Dosyaya mübrez temsil ve ilzam yetkisinin sınırlarının da yer aldığı yönetim kurulu kararına dayalı imza sirkülerleri içerisinde, dava konusu protokolün imzalandığı tarihte geçerli 30/03/2017 imza sirküleri incelendiğinde; davacı şirketin imza yetkililerinin 1. ve 2. derece imza yetkililerinden oluşacağının belirtildiği, hangi işlemlerde şirketin hangi müşterek imzalar ile temsil edileceğinin de karara bağlandığı görülmüştür. Kararın 1, 2, 3 nolu bentlerinde sayılan işlemler için birinci derecede imza yetkililerinden ikisinin müşterek imzası aranmış, 1 nolu bentte sayılan işlemler için ise bunlardan birinin yönetim kurulu başkanı olması şartı koşulmuştur.
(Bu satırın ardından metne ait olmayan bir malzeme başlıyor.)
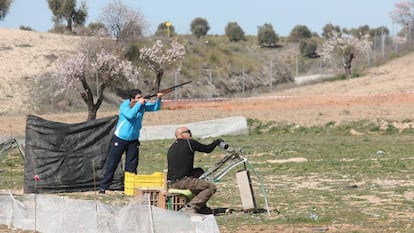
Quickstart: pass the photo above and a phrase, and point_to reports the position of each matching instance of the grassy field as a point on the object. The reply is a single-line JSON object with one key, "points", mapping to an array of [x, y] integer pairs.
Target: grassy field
{"points": [[355, 177]]}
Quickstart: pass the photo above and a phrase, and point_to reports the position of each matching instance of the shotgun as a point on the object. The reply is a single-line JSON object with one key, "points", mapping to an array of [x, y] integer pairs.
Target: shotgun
{"points": [[167, 90]]}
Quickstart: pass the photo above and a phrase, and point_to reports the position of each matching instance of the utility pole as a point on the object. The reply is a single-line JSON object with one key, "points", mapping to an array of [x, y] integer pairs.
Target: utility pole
{"points": [[243, 81]]}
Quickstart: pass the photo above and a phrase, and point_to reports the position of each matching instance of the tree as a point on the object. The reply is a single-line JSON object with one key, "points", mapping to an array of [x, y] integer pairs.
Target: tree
{"points": [[403, 13], [4, 8], [345, 46], [199, 27], [329, 28], [234, 32], [123, 22], [95, 29], [160, 57], [80, 71], [66, 10], [266, 35], [164, 30], [299, 32]]}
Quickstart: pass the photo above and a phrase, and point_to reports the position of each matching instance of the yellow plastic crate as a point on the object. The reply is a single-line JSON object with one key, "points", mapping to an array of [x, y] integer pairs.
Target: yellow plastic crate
{"points": [[155, 181], [129, 184]]}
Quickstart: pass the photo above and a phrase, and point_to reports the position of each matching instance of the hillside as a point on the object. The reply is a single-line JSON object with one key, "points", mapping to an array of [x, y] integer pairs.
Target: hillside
{"points": [[29, 62], [385, 92]]}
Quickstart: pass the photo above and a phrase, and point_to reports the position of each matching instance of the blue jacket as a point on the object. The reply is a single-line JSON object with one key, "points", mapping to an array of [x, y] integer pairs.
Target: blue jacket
{"points": [[130, 119]]}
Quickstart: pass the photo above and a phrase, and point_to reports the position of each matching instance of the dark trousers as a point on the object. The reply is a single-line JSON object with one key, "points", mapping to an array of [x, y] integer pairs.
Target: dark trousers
{"points": [[201, 188], [118, 147]]}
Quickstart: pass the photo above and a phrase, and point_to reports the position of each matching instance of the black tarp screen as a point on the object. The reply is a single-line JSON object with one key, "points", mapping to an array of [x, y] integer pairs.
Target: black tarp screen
{"points": [[67, 157]]}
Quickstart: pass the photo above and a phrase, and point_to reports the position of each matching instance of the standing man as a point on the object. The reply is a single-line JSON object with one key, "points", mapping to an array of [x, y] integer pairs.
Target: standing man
{"points": [[181, 173], [126, 135]]}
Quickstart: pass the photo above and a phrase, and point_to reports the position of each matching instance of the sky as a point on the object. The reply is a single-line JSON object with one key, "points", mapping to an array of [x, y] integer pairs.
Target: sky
{"points": [[284, 15]]}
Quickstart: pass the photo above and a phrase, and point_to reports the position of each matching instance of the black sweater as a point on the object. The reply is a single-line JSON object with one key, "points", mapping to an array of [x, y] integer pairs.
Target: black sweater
{"points": [[180, 156]]}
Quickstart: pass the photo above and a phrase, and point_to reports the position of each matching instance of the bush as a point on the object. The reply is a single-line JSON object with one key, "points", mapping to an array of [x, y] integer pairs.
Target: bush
{"points": [[234, 32], [308, 48]]}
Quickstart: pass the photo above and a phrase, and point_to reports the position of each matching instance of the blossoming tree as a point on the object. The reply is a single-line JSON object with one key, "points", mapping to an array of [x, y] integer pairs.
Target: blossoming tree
{"points": [[84, 69], [160, 57], [345, 47]]}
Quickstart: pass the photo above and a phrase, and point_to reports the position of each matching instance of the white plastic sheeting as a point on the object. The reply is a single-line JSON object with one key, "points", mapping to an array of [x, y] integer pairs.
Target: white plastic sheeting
{"points": [[52, 213], [202, 129]]}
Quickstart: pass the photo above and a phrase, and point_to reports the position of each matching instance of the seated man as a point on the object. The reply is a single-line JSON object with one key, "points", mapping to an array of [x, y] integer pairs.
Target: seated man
{"points": [[181, 173]]}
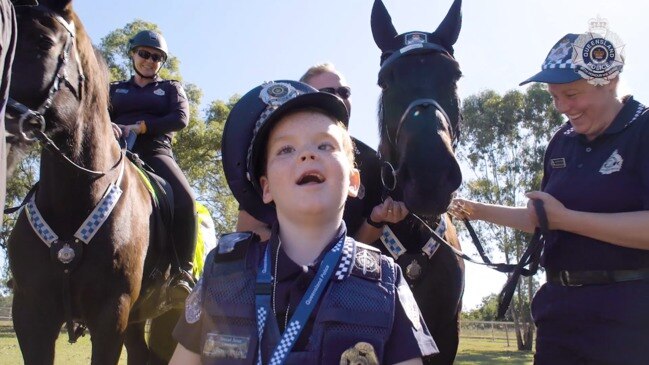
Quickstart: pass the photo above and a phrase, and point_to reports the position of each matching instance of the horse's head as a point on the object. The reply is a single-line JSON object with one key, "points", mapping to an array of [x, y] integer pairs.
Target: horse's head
{"points": [[419, 111], [48, 81]]}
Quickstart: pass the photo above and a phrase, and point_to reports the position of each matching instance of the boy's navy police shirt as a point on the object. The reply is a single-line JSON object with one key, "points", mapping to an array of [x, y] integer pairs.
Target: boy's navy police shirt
{"points": [[163, 106], [609, 174], [405, 342]]}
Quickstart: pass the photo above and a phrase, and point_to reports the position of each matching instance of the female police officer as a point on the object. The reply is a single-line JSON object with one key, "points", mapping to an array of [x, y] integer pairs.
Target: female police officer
{"points": [[154, 109], [594, 307], [308, 295]]}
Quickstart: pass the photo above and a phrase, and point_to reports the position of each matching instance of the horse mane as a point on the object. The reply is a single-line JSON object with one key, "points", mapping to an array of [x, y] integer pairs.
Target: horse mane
{"points": [[95, 87]]}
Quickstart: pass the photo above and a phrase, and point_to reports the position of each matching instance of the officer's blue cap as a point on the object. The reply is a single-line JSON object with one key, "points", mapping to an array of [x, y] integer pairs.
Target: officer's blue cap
{"points": [[246, 132], [558, 67]]}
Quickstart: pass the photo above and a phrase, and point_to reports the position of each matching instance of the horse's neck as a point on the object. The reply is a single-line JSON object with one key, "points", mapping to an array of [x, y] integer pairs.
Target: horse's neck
{"points": [[91, 146]]}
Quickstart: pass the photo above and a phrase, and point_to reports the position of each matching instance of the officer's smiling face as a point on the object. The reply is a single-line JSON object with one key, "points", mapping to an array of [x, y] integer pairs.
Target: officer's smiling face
{"points": [[588, 107], [147, 67], [309, 172]]}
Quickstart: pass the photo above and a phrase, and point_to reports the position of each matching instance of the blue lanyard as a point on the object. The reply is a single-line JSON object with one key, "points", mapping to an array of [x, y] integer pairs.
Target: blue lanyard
{"points": [[303, 310]]}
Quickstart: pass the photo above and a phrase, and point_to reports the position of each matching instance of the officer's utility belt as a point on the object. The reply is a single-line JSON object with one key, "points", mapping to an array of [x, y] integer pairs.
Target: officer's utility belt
{"points": [[597, 277]]}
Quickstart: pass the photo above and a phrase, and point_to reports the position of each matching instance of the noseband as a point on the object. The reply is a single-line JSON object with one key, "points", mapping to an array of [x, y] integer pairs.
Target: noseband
{"points": [[33, 120]]}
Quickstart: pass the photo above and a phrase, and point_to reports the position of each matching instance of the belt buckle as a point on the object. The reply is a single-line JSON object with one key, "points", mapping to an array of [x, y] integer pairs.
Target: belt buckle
{"points": [[564, 278]]}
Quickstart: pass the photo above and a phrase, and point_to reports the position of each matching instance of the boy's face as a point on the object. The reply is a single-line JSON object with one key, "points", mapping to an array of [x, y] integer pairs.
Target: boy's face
{"points": [[308, 171]]}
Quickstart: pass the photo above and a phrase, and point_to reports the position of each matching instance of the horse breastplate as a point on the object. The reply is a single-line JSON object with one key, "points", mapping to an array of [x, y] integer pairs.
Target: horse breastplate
{"points": [[65, 254], [415, 268]]}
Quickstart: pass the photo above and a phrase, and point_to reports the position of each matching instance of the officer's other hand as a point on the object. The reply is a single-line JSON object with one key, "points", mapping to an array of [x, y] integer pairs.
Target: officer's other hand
{"points": [[389, 211], [554, 209], [461, 208]]}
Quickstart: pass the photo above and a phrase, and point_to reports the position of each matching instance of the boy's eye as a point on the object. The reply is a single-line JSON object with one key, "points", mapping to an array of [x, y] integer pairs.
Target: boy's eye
{"points": [[285, 149], [326, 146]]}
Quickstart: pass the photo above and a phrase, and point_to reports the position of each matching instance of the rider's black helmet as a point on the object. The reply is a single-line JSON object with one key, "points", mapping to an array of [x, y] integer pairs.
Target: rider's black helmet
{"points": [[246, 132], [151, 39]]}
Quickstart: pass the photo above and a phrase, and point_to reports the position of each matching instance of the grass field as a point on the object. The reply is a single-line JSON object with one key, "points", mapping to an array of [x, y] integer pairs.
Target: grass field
{"points": [[472, 352]]}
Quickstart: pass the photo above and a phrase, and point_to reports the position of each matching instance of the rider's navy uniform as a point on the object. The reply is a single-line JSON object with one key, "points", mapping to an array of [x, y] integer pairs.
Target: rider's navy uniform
{"points": [[605, 323], [371, 303], [163, 106]]}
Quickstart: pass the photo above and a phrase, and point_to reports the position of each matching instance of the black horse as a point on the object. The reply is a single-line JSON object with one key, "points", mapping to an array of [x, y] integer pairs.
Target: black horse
{"points": [[96, 275], [419, 122]]}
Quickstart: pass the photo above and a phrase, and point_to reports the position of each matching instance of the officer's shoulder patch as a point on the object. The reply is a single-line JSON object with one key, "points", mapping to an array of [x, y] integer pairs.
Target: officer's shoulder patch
{"points": [[234, 246], [367, 262]]}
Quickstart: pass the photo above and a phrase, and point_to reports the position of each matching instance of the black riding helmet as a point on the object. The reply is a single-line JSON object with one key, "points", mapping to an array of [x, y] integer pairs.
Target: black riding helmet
{"points": [[246, 132], [149, 38]]}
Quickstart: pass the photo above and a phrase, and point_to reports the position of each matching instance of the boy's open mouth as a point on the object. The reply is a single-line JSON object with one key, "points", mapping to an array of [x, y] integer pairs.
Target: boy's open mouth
{"points": [[310, 177]]}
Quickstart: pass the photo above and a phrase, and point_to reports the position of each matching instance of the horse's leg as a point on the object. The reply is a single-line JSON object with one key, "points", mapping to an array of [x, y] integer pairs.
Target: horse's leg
{"points": [[161, 342], [37, 325], [136, 347], [108, 328]]}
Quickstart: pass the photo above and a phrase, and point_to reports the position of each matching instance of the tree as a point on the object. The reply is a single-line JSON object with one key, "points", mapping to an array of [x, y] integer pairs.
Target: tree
{"points": [[504, 139]]}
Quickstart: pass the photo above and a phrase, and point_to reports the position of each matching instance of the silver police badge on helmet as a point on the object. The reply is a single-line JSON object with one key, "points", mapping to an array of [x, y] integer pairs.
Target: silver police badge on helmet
{"points": [[598, 54]]}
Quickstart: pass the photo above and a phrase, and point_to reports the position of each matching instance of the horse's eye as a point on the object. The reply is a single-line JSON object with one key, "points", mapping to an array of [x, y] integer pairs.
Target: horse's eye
{"points": [[45, 44]]}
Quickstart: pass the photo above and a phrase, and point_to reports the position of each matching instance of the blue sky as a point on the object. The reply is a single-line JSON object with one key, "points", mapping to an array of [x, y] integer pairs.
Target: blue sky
{"points": [[227, 47]]}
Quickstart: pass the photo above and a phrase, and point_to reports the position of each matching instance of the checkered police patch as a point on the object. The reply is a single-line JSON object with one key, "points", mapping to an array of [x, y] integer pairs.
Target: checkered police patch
{"points": [[193, 303]]}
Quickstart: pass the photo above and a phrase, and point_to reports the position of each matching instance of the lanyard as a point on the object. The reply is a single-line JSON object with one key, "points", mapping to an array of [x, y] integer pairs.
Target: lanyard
{"points": [[303, 310]]}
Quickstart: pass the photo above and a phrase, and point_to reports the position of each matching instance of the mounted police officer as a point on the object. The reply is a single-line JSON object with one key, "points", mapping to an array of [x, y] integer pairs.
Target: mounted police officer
{"points": [[595, 190], [154, 109], [310, 294]]}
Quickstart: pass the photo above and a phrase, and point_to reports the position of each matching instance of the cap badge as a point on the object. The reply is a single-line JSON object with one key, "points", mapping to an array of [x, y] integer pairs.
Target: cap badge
{"points": [[415, 38], [275, 94], [598, 54]]}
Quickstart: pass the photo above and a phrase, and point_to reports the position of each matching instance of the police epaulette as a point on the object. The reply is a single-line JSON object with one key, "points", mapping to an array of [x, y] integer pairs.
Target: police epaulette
{"points": [[234, 246], [367, 262]]}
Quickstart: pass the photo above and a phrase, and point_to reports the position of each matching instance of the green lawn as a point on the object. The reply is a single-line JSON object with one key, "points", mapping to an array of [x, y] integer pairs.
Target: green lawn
{"points": [[472, 352]]}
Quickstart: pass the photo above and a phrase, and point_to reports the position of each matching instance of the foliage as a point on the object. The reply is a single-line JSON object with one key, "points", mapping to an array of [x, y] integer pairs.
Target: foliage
{"points": [[504, 139]]}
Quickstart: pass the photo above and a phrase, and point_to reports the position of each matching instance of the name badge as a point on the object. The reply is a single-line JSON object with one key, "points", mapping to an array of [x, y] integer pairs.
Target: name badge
{"points": [[226, 346], [558, 163]]}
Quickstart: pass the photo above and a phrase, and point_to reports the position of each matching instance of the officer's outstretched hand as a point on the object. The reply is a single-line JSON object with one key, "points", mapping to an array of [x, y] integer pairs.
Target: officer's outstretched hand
{"points": [[554, 209]]}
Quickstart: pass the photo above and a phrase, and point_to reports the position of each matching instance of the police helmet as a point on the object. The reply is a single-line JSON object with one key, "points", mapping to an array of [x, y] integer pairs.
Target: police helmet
{"points": [[151, 39], [246, 132]]}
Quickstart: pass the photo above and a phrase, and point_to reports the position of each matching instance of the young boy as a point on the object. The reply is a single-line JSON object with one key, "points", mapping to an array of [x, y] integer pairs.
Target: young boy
{"points": [[310, 294]]}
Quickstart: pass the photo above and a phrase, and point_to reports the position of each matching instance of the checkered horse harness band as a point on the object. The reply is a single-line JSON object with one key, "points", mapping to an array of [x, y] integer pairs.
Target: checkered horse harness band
{"points": [[396, 248], [90, 226], [338, 258]]}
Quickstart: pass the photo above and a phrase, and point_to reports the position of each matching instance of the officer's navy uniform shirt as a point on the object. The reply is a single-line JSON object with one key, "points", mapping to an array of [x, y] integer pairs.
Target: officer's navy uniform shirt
{"points": [[293, 280], [162, 104], [607, 175], [596, 324]]}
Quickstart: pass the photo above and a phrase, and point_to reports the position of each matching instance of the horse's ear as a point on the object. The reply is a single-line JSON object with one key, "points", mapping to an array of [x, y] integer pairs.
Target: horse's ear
{"points": [[382, 28], [449, 29], [61, 7]]}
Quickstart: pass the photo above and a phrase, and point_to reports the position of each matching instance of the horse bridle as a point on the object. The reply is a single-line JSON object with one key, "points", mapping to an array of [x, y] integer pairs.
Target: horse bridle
{"points": [[36, 118], [33, 121]]}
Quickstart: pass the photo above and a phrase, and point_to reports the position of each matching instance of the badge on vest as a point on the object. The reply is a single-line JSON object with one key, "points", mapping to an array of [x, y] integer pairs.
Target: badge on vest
{"points": [[362, 354], [409, 305], [612, 164], [226, 346], [367, 263], [558, 163]]}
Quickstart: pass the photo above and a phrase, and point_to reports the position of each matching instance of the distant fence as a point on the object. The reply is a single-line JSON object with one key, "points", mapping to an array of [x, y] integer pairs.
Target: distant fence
{"points": [[488, 330], [483, 330]]}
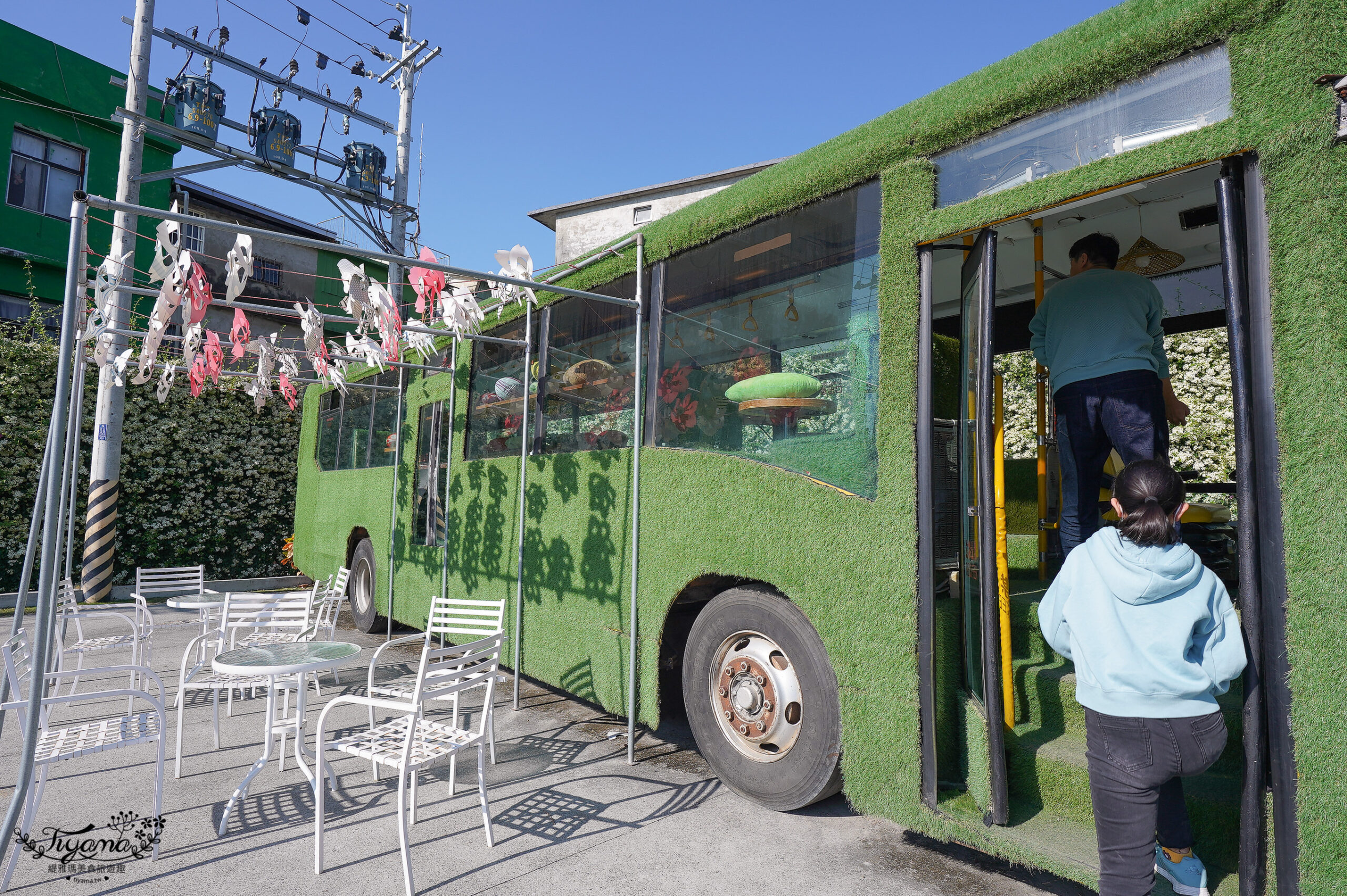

Aynı durum 21/03/2016 tarihli yönetim kurulu kararına dayanan imza sirkülerinde de geçerlidir. Dava konusu protokolü imzalayan … ve …, protokol imza tarihinde birinci derece imza yetkilileridir. … aynı zamanda yönetim kurulu başkanıdır. Dava konusu protokol, 30/03/2017 tarihli sirkülerin 2.bendinde sayılan işlemlerdendir, birinci bendinde sayılan işlemlerden olduğu kabul edilse dahi, … o tarihte aynı zamanda yönetim kurulu başkanı olduğundan protokolün şirketi temsil ve ilzama yetkili kişilerce imzalandığı ve davacı … bağladığı, yetkisiz temsilin söz konusu olmadığı açıktır. Dava konusu protokolün geçerliliği için, protokolün imzalanmasına yönelik ayrıca bir yönetim kurulu kararı almaya gerek bulunmamaktadır. Başka ifade ile … Asliye Ticaret Mahkemesi’nin … esas sayılı dosyası dava dosyasına konu 25/12/2017 tarihli yönetim kurulu kararı alınmasaydı dahi, dava konusu 31/12/2017 tarihli protokolün bu haliyle geçerli olduğu sabittir. Yapılan bu saptama karşısında 25/12/2017 tarihli yönetim kurulu kararının geçersizliğinin dava konusu protokolün geçerliliğine bir etkisi olmadığı anlaşıldığından, … Asliye Ticaret Mahkemesi’nin … esas sayılı dava dosyası bekletici mesele yapılmamıştır. Davacının, protokolün imzalanması hususunda, davacı şirket yönetim kurulu tarafından alınan 25/12/2017 tarihli yönetim kurulu kararının geçersiz olması nedeniyle protokolün de geçersiz olduğu iddiası yerinde görülmemiştir.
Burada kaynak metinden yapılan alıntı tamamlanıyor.